Client Side Entity Movement Extrapolation
Replace or at least extend the current client side
interpolation of entity movements by an extrapolation
based on forces, momentums, masses, velocity and
position.
Benefits:
The Q2 client interpolates entity movement between current
and previous svc_frame per client refresh, but
only for FRAMETIME of 0.1 seconds.
The client should get information to extrapolate instead
of interpolate. There are two possibilities:
- interpolate for 0.1 seconds, extrapolate after
- extrapolate immediately
I favour the latter. My goal is to introduce a simple
Dead Reckoning to Q3. It is probably not useful to
make rather involved changes only to piggyback another
mechanism on the existing (and working) one.

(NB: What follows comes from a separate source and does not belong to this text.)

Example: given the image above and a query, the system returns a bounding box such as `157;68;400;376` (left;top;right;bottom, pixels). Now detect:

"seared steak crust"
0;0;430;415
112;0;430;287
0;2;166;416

There are several benefits with respect to making Q3 a more
fast paced game.
- no stop of entity movement when an svc_frame
update is delayed for more than 0.1 seconds.
- if only extrapolation, no interpolation is used,
another 100msecs effective roundtrip latency is removed.
Currently, the Q2 client withholds the information
it receives in svc_frame for another 100msecs
from the player.
- client does not require any knowledge of FRAMETIME,
and will be completely input driven, thus scalable
at runtime.
- snap correction on reception of a delayed svc_frame
event might be smaller for extrapolated movements than for
stopped movements. Inertia works in your favour with ballistics.
Problems:
This requires a more generic setup of entity_state_t
to provide the necessary information for extrapolation, and a
different way of thinking about movement generation - that
is, on the basis of forces applied instead of offsets and
velocities added. Within a server update, the current
processing can be kept. The changes are
related to the ones also required to a more generic client side
prediction
Particular problems:
- snaps might be worse than currently. Interpolation guarantees
smoothness at expense of 100msec lag, extrapolation provides
most recent data or a good guess at the expense of more or
less visible corrections.
- it is not obvious to the player that she is lagged - it is obvious
when everything but the POV freezes. This might lead to confusion,
which can be adressed by a Turtle icon display.
- extrapolation is usually more expensive than interpolation,
a performance penalty will occur.
- extrapolation can be made near perfect for server-controlled
entities, but the snap artifacts might be unacceptable
for client-controlled entities (other players). If such a
client entitiy falls, or is otherwise involuntarily moved
without means to interfere, extrapolation will work
flawlessly. If the client entity is moved by user inputs,
the latency introduced from that client to the server to
the observing client might add snaps.
- additional collision detection or, alternatively, new
artifacts. Events like an entitity penetrating a wall
were not possible with interpolation as the client was
always working towards a valid position along a valid path.
Feasibility:
The reworking of the client side handling, and DLL handling,
of entities is a bit involved. The gains might be negligible
and not warrant the effort, except that a technique like
this should at least be tried once. Future games might benefit
from improved network bandwidth, but game complexity,
additional features (voice over network) and increasing
number of players will keep the constraint present. Further,
this is a bandwidth issue only with respect to sampling (half
the FRAMETIME means double bandwidth). Roundtrip latency
will still be present, and is much harder to decrease than
it is to increase bandwidth. The idea is that the player
should be exposed to the latest info from the server ASAP.
Implementation:
- the entity_state_t has to be changed to provide
first, second, and third order information on movement
and orientation.
short position[3];
short velocity[3];
short accel[3];
short orientation[4]; // quaternion
short angular_vel[4];
short angular_acc[4];
-
Within the svc_frame updates for the entity,
the following data should also be present needed:
short mass; // scales forces to acceleration
short inertia; // scales momentums to angular acc.
short force[3]; // current forces
short momentum[4]; // current momentum
- network protocol for svc_frame related transmissions
with respect to entity state has to be changed to provide
the information above.
- extrapolation has to be tied to wall clock time for client
refresh frames
- client side entitiy movement now may have to be subject to the
same clission detection and push/stop collision response
as used in client side prediction of POV movements. The
code is there, but applying this to all visible entities
adds a performance penalty. Ignoring it could lead to
artifacts within the FRAMETIME scale: entity penetrates
wall, snaps back on server correction. Such events were
not possible with interpolation as the client was always
working towards a valid position along a valid path.
There is no need to provide the elapsed time from the last update,
or keep a particular timing with svc_frame anymore,
as the correction will simply override the current state.
Related Proposals:
Applies the same approach as Generic Client Side Prediction.
Actually, both could be implemented in one unified module.
The actual difference for the player might be negligible here,
one way or the other - the new artifacts are not so bad, the
improvements are not really visible. It might just be
a matter of philosophy - do you try to provide the player a
feedback as fast as possible, or one looking as smooth as
possible. Neither will be accurate, but one looks
better - ultimately, the question is: which one plays best?
Could be partly rendered obsolete when the client side handling
of entity movement is exposed in a Client Side DLL.